Comprar uma empresa sem due diligence pode transformar uma oportunidade em prejuízo.

Comprar uma empresa sem due diligence pode transformar uma oportunidade em prejuízo.

A empresa parecia saudável. Possuía clientes, contratos ativos, faturamento crescente e boas perspectivas de expansão.

Depois da aquisição, porém, começaram a aparecer problemas que não estavam claros durante a negociação: dívidas tributárias, processos trabalhistas, contratos pouco rentáveis, passivos não contabilizados e divergências entre o faturamento informado e os resultados reais.

O comprador não adquiriu apenas uma empresa. Adquiriu também riscos que não conhecia.

Por que isso é importante?

Comprar uma empresa, receber um investimento ou admitir um novo sócio são decisões capazes de transformar completamente um negócio.

Quando a negociação acontece sem uma análise detalhada das informações financeiras, contábeis, jurídicas e operacionais, as partes podem definir valores e condições com base em uma visão incompleta da empresa.

Nem todo problema aparece no balanço de maneira evidente.

Uma empresa pode demonstrar faturamento elevado e, ainda assim, possuir pouca geração de caixa. Pode apresentar lucro contábil, mas depender excessivamente de poucos clientes. Também pode carregar contingências trabalhistas, tributárias ou contratuais que somente produzirão efeitos financeiros no futuro.

É justamente para reduzir esse tipo de risco que existe a due diligence.

O que deve ser analisado antes de uma negociação?

A due diligence funciona como uma investigação técnica do negócio.

Dependendo da operação, a análise pode incluir: demonstrações contábeis; fluxo de caixa e endividamento; obrigações tributárias; passivos trabalhistas; processos judiciais; contratos com clientes e fornecedores; concentração de receitas; operações com partes relacionadas; licenças e propriedade intelectual; controles internos e práticas de compliance.

O objetivo não é apenas procurar irregularidades.
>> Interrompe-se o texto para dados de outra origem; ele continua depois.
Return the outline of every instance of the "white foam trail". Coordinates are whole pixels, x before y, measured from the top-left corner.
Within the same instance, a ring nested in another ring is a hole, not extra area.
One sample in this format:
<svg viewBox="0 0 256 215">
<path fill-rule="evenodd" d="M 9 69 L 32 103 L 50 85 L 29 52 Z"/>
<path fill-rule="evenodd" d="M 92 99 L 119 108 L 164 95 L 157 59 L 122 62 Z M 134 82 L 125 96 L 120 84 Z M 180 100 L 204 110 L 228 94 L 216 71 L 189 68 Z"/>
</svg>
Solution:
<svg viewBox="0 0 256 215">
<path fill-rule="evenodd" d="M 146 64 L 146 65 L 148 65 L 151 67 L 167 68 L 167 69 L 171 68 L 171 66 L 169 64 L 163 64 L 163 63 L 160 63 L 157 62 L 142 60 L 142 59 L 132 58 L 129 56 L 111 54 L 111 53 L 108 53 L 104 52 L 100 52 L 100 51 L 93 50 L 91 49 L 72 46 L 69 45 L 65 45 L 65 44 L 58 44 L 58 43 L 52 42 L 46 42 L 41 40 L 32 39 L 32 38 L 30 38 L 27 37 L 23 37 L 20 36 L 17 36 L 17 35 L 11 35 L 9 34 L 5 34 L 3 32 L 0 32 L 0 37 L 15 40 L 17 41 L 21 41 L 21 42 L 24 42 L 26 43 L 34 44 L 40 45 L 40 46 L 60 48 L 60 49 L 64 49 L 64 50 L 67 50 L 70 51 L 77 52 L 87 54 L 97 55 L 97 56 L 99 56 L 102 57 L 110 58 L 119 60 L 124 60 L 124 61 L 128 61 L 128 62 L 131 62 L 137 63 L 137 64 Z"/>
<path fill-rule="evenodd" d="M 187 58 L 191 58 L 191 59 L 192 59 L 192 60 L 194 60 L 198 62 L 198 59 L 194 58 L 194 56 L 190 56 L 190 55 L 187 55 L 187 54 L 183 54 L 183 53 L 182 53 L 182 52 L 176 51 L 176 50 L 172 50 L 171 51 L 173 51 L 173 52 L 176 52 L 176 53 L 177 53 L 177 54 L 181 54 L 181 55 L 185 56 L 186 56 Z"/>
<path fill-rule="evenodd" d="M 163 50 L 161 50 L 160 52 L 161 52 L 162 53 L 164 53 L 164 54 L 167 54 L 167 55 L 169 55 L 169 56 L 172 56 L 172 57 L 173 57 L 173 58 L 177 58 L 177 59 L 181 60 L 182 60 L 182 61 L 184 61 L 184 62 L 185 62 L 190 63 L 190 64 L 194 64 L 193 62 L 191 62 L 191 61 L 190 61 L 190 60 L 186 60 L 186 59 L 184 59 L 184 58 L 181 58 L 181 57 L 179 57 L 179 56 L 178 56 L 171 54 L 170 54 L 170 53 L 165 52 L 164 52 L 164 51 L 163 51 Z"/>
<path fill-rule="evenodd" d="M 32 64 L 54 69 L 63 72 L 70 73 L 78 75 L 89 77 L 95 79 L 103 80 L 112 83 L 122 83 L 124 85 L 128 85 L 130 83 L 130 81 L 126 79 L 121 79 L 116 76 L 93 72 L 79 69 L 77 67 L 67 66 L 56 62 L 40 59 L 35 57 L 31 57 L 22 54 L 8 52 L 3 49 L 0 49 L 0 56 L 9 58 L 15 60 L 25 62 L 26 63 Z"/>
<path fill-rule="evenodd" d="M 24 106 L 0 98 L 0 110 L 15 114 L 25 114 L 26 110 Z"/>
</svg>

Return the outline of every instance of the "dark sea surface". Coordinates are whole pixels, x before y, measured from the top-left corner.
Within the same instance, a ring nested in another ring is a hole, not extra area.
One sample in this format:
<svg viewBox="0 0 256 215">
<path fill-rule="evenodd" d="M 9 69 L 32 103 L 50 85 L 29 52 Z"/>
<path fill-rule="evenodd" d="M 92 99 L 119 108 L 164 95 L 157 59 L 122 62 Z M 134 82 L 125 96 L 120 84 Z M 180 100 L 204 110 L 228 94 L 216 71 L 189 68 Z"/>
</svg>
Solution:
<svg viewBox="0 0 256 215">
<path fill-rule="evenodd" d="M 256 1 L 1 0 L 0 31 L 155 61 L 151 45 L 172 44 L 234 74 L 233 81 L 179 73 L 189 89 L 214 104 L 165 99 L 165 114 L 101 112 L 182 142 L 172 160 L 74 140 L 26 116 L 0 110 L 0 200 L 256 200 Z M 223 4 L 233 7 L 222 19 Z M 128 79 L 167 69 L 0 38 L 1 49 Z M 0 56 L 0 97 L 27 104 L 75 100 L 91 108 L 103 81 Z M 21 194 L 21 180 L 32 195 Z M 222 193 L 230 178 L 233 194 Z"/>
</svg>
A análise também busca compreender se as informações apresentadas são coerentes e se as projeções utilizadas na negociação possuem fundamentos.

Faturamento não é o mesmo que valor da empresa

Um erro comum é avaliar um negócio apenas pelo seu faturamento.

Duas empresas podem faturar exatamente o mesmo valor e possuir realidades completamente diferentes.

Uma pode gerar lucro de forma consistente, ter contratos recorrentes e depender pouco dos sócios. A outra pode possuir custos elevados, clientes instáveis e uma operação totalmente dependente do fundador.

Por isso, o valuation precisa considerar mais do que a receita atual.

A avaliação pode observar a capacidade de gerar resultados futuros, os riscos da operação, a necessidade de investimentos, a estrutura de custos, os ativos existentes e a posição da empresa no mercado.

Como a Laranja & Marranghello pode contribuir?

A due diligence identifica riscos, inconsistências e pontos que precisam ser esclarecidos antes da conclusão da negociação.

O valuation auxilia na definição do valor econômico do negócio. A perícia contábil examina os números apresentados e pode reconstruir informações financeiras quando os registros são insuficientes ou contraditórios.

O compliance, por sua vez, ajuda a avaliar a existência de controles, políticas internas e práticas capazes de reduzir riscos legais, financeiros e reputacionais.

Esses serviços não substituem a atuação dos advogados envolvidos na operação. Eles oferecem uma base técnica para que contratos, garantias, cláusulas de proteção e condições de pagamento sejam negociados com maior segurança.

A análise interessa a quem compra e a quem vende

A due diligence não interessa apenas ao comprador.

A empresa que pretende receber investimentos ou ser vendida também pode realizar uma análise preventiva.

Esse diagnóstico permite corrigir inconsistências, organizar documentos, fortalecer os controles internos e preparar a empresa para responder às perguntas dos investidores.

Para startups, essa preparação pode ser decisiva em uma rodada de investimentos. Para empresas consolidadas, pode evitar que problemas internos reduzam o valor do negócio durante a negociação.

Para os advogados, o acesso a informações técnicas mais precisas contribui para a construção dos contratos e para a definição de cláusulas capazes de proteger as partes envolvidas.

Antes de negociar, é preciso conhecer a realidade

Uma oportunidade empresarial não deve ser avaliada apenas pelo seu potencial. Também é necessário compreender os riscos, as obrigações e a capacidade real de geração de resultados.

A Laranja & Marranghello atua com due diligence, compliance, perícia contábil e valuation para oferecer informações técnicas a advogados, empresas, investidores e startups.

Porque uma negociação segura começa muito antes da assinatura do contrato.